Nancy nodded. “I figured as much.”
“But Ichabod disappeared—whether of his own will or not, I do not know—and I married Brom, so everyone would believe Anneke was his. It is not what I would have preferred, obviously, but it was the best choice for her.”
“I admit, I had put together that much, more or less,” Nancy said. “I had a suspicion you were sneaking out to see the schoolteacher, even at night, but I didn’t tell your parents. You’re a smart girl; I figured you knew what you were doing. And he seemed like the type to make an honest woman of you.”

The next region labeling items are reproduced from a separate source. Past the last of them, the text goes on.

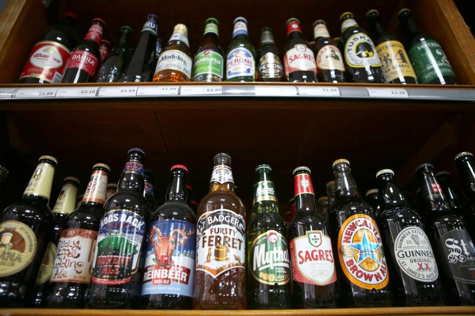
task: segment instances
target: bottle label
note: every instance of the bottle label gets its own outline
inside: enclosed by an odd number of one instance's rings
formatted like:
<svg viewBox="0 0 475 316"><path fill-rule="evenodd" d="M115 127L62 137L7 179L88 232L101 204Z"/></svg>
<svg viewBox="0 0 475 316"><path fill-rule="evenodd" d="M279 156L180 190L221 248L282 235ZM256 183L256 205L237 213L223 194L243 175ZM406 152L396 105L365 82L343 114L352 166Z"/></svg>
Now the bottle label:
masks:
<svg viewBox="0 0 475 316"><path fill-rule="evenodd" d="M71 51L59 43L49 40L36 43L26 62L20 79L32 77L50 83L59 83Z"/></svg>
<svg viewBox="0 0 475 316"><path fill-rule="evenodd" d="M153 222L146 245L142 295L193 296L196 227L173 219Z"/></svg>
<svg viewBox="0 0 475 316"><path fill-rule="evenodd" d="M282 62L278 55L271 52L266 53L259 59L257 71L262 78L284 78Z"/></svg>
<svg viewBox="0 0 475 316"><path fill-rule="evenodd" d="M307 231L290 241L294 280L326 285L336 280L332 241L322 231Z"/></svg>
<svg viewBox="0 0 475 316"><path fill-rule="evenodd" d="M401 77L417 79L404 46L398 40L386 40L376 46L384 79L388 82Z"/></svg>
<svg viewBox="0 0 475 316"><path fill-rule="evenodd" d="M231 167L223 164L214 166L213 167L213 173L211 173L211 180L209 182L219 182L222 184L226 182L234 183Z"/></svg>
<svg viewBox="0 0 475 316"><path fill-rule="evenodd" d="M248 267L252 276L266 284L287 284L290 279L290 265L285 237L271 230L248 241Z"/></svg>
<svg viewBox="0 0 475 316"><path fill-rule="evenodd" d="M408 52L421 83L443 76L455 77L450 63L438 42L428 40L413 46Z"/></svg>
<svg viewBox="0 0 475 316"><path fill-rule="evenodd" d="M424 231L411 226L401 231L394 239L395 260L399 269L413 278L433 282L439 275L434 252Z"/></svg>
<svg viewBox="0 0 475 316"><path fill-rule="evenodd" d="M56 248L54 243L49 241L46 247L46 251L43 256L43 260L40 266L40 271L36 277L35 284L39 285L48 281L51 276L51 272L53 271L53 262L56 256Z"/></svg>
<svg viewBox="0 0 475 316"><path fill-rule="evenodd" d="M322 47L317 54L317 67L319 69L345 71L340 50L333 45L326 45Z"/></svg>
<svg viewBox="0 0 475 316"><path fill-rule="evenodd" d="M244 269L246 226L242 216L225 209L206 212L198 219L196 271L214 278Z"/></svg>
<svg viewBox="0 0 475 316"><path fill-rule="evenodd" d="M228 79L238 77L255 77L255 61L252 54L247 48L238 47L228 54L226 60L226 78Z"/></svg>
<svg viewBox="0 0 475 316"><path fill-rule="evenodd" d="M17 221L0 223L0 277L26 268L37 247L36 236L27 225Z"/></svg>
<svg viewBox="0 0 475 316"><path fill-rule="evenodd" d="M102 217L95 247L92 281L117 285L129 283L137 271L145 224L139 214L114 209Z"/></svg>
<svg viewBox="0 0 475 316"><path fill-rule="evenodd" d="M73 51L66 68L77 68L83 70L92 77L95 73L98 64L97 57L92 53L82 49L75 49Z"/></svg>
<svg viewBox="0 0 475 316"><path fill-rule="evenodd" d="M195 78L201 75L210 74L222 79L224 65L221 54L210 49L203 50L194 58L193 75Z"/></svg>
<svg viewBox="0 0 475 316"><path fill-rule="evenodd" d="M303 44L297 44L287 50L284 56L284 62L285 75L287 76L294 71L317 72L315 56L313 52Z"/></svg>
<svg viewBox="0 0 475 316"><path fill-rule="evenodd" d="M165 50L160 55L155 73L170 69L184 74L189 79L191 76L191 59L178 49Z"/></svg>
<svg viewBox="0 0 475 316"><path fill-rule="evenodd" d="M59 235L49 282L89 284L97 237L97 232L91 230L63 230Z"/></svg>
<svg viewBox="0 0 475 316"><path fill-rule="evenodd" d="M348 65L354 68L381 66L376 47L365 33L355 33L348 39L345 44L345 59Z"/></svg>
<svg viewBox="0 0 475 316"><path fill-rule="evenodd" d="M380 289L389 280L381 235L370 216L348 217L338 234L338 257L346 277L368 290Z"/></svg>
<svg viewBox="0 0 475 316"><path fill-rule="evenodd" d="M53 213L70 214L76 208L76 197L77 196L77 187L71 183L65 184L54 203Z"/></svg>
<svg viewBox="0 0 475 316"><path fill-rule="evenodd" d="M49 199L54 175L54 167L52 165L47 162L39 163L26 186L23 195L32 194Z"/></svg>
<svg viewBox="0 0 475 316"><path fill-rule="evenodd" d="M457 282L475 284L475 248L470 234L457 229L437 242L437 258L446 276Z"/></svg>

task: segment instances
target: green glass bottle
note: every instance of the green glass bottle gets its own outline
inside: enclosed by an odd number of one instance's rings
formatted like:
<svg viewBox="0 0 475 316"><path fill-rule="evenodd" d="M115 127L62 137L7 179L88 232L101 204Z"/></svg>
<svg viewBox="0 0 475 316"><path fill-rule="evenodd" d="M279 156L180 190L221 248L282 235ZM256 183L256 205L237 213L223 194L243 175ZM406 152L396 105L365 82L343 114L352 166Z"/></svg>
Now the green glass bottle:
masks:
<svg viewBox="0 0 475 316"><path fill-rule="evenodd" d="M290 307L290 266L285 222L279 215L272 169L256 167L254 204L247 226L247 304L251 309Z"/></svg>

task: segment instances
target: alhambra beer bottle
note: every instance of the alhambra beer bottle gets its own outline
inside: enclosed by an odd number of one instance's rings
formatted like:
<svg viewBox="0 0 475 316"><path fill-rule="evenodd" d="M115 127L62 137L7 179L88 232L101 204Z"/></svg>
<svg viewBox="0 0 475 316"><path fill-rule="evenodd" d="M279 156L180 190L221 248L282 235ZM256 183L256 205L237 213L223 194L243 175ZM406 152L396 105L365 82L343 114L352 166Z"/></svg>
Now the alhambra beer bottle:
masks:
<svg viewBox="0 0 475 316"><path fill-rule="evenodd" d="M57 160L40 157L23 198L0 212L0 306L32 301L35 281L53 232L48 207Z"/></svg>
<svg viewBox="0 0 475 316"><path fill-rule="evenodd" d="M334 307L338 295L327 223L317 211L310 169L293 170L295 217L289 228L293 300L303 308Z"/></svg>
<svg viewBox="0 0 475 316"><path fill-rule="evenodd" d="M231 157L214 156L209 193L198 206L193 307L246 309L245 209L234 193Z"/></svg>
<svg viewBox="0 0 475 316"><path fill-rule="evenodd" d="M152 216L141 300L142 308L191 308L196 216L187 204L186 166L170 170L166 201Z"/></svg>
<svg viewBox="0 0 475 316"><path fill-rule="evenodd" d="M375 211L363 200L351 175L350 163L333 163L341 302L355 307L387 306L392 295L387 263Z"/></svg>
<svg viewBox="0 0 475 316"><path fill-rule="evenodd" d="M256 167L252 215L247 225L247 304L252 309L291 307L286 228L279 215L272 171L268 164Z"/></svg>

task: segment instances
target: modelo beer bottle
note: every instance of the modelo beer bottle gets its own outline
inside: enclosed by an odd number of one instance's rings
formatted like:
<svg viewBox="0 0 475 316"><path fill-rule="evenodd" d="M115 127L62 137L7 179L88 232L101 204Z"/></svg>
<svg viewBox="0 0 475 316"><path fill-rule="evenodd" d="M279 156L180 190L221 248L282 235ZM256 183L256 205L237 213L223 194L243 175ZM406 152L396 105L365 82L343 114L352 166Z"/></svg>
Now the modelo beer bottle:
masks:
<svg viewBox="0 0 475 316"><path fill-rule="evenodd" d="M214 156L209 193L198 206L193 307L246 309L245 209L234 193L231 157Z"/></svg>

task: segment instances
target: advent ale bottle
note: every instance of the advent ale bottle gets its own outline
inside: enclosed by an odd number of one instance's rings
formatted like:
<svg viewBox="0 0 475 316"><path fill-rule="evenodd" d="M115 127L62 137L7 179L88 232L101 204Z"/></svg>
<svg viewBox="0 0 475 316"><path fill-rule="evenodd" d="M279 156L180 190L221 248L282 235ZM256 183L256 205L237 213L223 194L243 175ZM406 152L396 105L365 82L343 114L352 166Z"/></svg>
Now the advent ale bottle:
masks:
<svg viewBox="0 0 475 316"><path fill-rule="evenodd" d="M81 205L63 225L49 279L48 307L85 307L110 171L106 164L94 165Z"/></svg>
<svg viewBox="0 0 475 316"><path fill-rule="evenodd" d="M54 168L51 156L39 163L23 198L0 212L0 306L20 307L32 302L35 283L54 219L48 200Z"/></svg>
<svg viewBox="0 0 475 316"><path fill-rule="evenodd" d="M244 310L245 209L234 193L231 156L214 160L209 193L198 206L193 307Z"/></svg>
<svg viewBox="0 0 475 316"><path fill-rule="evenodd" d="M94 78L101 62L99 45L105 23L101 19L95 18L92 23L83 42L73 50L66 65L61 82L87 82Z"/></svg>
<svg viewBox="0 0 475 316"><path fill-rule="evenodd" d="M158 17L155 14L147 15L147 21L142 27L139 44L131 56L126 71L120 78L123 82L143 82L148 79L146 72L147 62L155 53L157 45L157 22ZM130 52L129 52L130 54Z"/></svg>
<svg viewBox="0 0 475 316"><path fill-rule="evenodd" d="M407 54L419 83L455 84L455 74L439 42L419 30L409 9L403 9L398 16L406 34Z"/></svg>
<svg viewBox="0 0 475 316"><path fill-rule="evenodd" d="M193 81L223 81L224 53L218 41L219 23L214 18L209 18L205 24L204 37L194 56Z"/></svg>
<svg viewBox="0 0 475 316"><path fill-rule="evenodd" d="M317 67L313 52L304 38L300 21L295 18L287 20L287 43L284 48L284 64L287 81L316 82Z"/></svg>
<svg viewBox="0 0 475 316"><path fill-rule="evenodd" d="M334 307L335 256L325 220L317 211L310 169L293 170L295 217L290 223L293 299L298 308Z"/></svg>
<svg viewBox="0 0 475 316"><path fill-rule="evenodd" d="M462 217L453 214L430 163L416 169L447 305L475 304L475 249ZM470 223L469 225L473 225Z"/></svg>
<svg viewBox="0 0 475 316"><path fill-rule="evenodd" d="M166 201L152 216L141 297L142 308L191 308L196 216L187 204L186 166L170 170Z"/></svg>
<svg viewBox="0 0 475 316"><path fill-rule="evenodd" d="M387 263L375 211L360 195L349 162L340 159L332 167L341 302L358 307L389 306Z"/></svg>
<svg viewBox="0 0 475 316"><path fill-rule="evenodd" d="M226 81L245 82L256 80L256 51L249 40L247 20L234 19L233 40L226 54Z"/></svg>
<svg viewBox="0 0 475 316"><path fill-rule="evenodd" d="M385 83L376 47L366 31L358 26L350 12L341 14L340 21L350 79L354 82Z"/></svg>
<svg viewBox="0 0 475 316"><path fill-rule="evenodd" d="M435 257L421 218L409 208L389 169L378 171L380 223L389 252L394 303L409 306L441 305L442 289Z"/></svg>
<svg viewBox="0 0 475 316"><path fill-rule="evenodd" d="M256 167L252 215L247 225L247 305L251 309L291 307L290 262L285 222L279 215L268 164Z"/></svg>
<svg viewBox="0 0 475 316"><path fill-rule="evenodd" d="M380 12L370 10L366 12L366 19L386 81L389 83L417 83L417 76L404 45L395 35L384 30Z"/></svg>
<svg viewBox="0 0 475 316"><path fill-rule="evenodd" d="M315 39L315 60L318 80L324 82L345 82L345 65L336 43L330 37L327 23L323 20L313 22Z"/></svg>
<svg viewBox="0 0 475 316"><path fill-rule="evenodd" d="M132 148L128 154L119 188L107 200L99 225L89 288L93 308L131 305L131 280L138 269L148 206L143 198L145 152Z"/></svg>

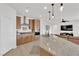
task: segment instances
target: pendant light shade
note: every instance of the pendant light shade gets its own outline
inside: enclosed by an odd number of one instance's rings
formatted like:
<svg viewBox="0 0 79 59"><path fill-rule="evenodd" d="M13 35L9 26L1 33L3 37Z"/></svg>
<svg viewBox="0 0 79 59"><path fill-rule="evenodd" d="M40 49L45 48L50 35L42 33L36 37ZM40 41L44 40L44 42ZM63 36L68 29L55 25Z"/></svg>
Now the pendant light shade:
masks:
<svg viewBox="0 0 79 59"><path fill-rule="evenodd" d="M52 19L54 18L54 3L52 5Z"/></svg>
<svg viewBox="0 0 79 59"><path fill-rule="evenodd" d="M60 4L60 11L62 12L63 9L64 9L64 7L63 7L63 3L61 3L61 4Z"/></svg>

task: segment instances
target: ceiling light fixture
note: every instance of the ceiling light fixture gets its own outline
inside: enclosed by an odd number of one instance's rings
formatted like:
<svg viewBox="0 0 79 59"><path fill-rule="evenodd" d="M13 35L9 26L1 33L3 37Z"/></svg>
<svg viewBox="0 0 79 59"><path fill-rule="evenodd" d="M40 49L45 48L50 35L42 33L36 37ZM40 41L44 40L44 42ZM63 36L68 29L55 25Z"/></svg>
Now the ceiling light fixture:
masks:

Tears pricked my eyes again. “He tried. He asked my father for my hand; he knew I was with child. But my father refused, and that very night Ichabod simply … vanished.” I looked up at her. “I do not know if he abandoned me, or if … something befell him. But I mean to find out, however I can.”
“It may be that you are better off not knowing.”
Her words had given life to one of my worst fears. “Whatever the truth is, it must be better than this.”
“You be careful, Katrina,” Nancy said. “I don’t doubt Charlotte Jansen is helping you, and I don’t doubt that she has ways of knowing things most mortals do not. But there are some powers in this world that are not to be toyed with. There were any number of wise women and what all in New York I could have consulted to try to find my Sarah—and Lord knows I thought about it. But that was a line I never crossed. One cannot cross it without paying a terrible price.”
“Come, Nancy, surely that is only old superstition,” I said, trying to push my unease aside.
“Maybe so. I can only hope that Charlotte Jansen knows where that line is better than anyone.” She looked pointedly at me. “I assume she knows the truth about little Anneke?”
“Yes. You are the only one aside from her who knows.”
Nancy rose from her chair. “And never you fear, I’ll keep it that way.” She bent down and kissed me on the cheek. “Thank you for trusting me with your secret.”
“And thank you for trusting me with your story.”
She left the room, and I could only hope she might find it easier to sleep now.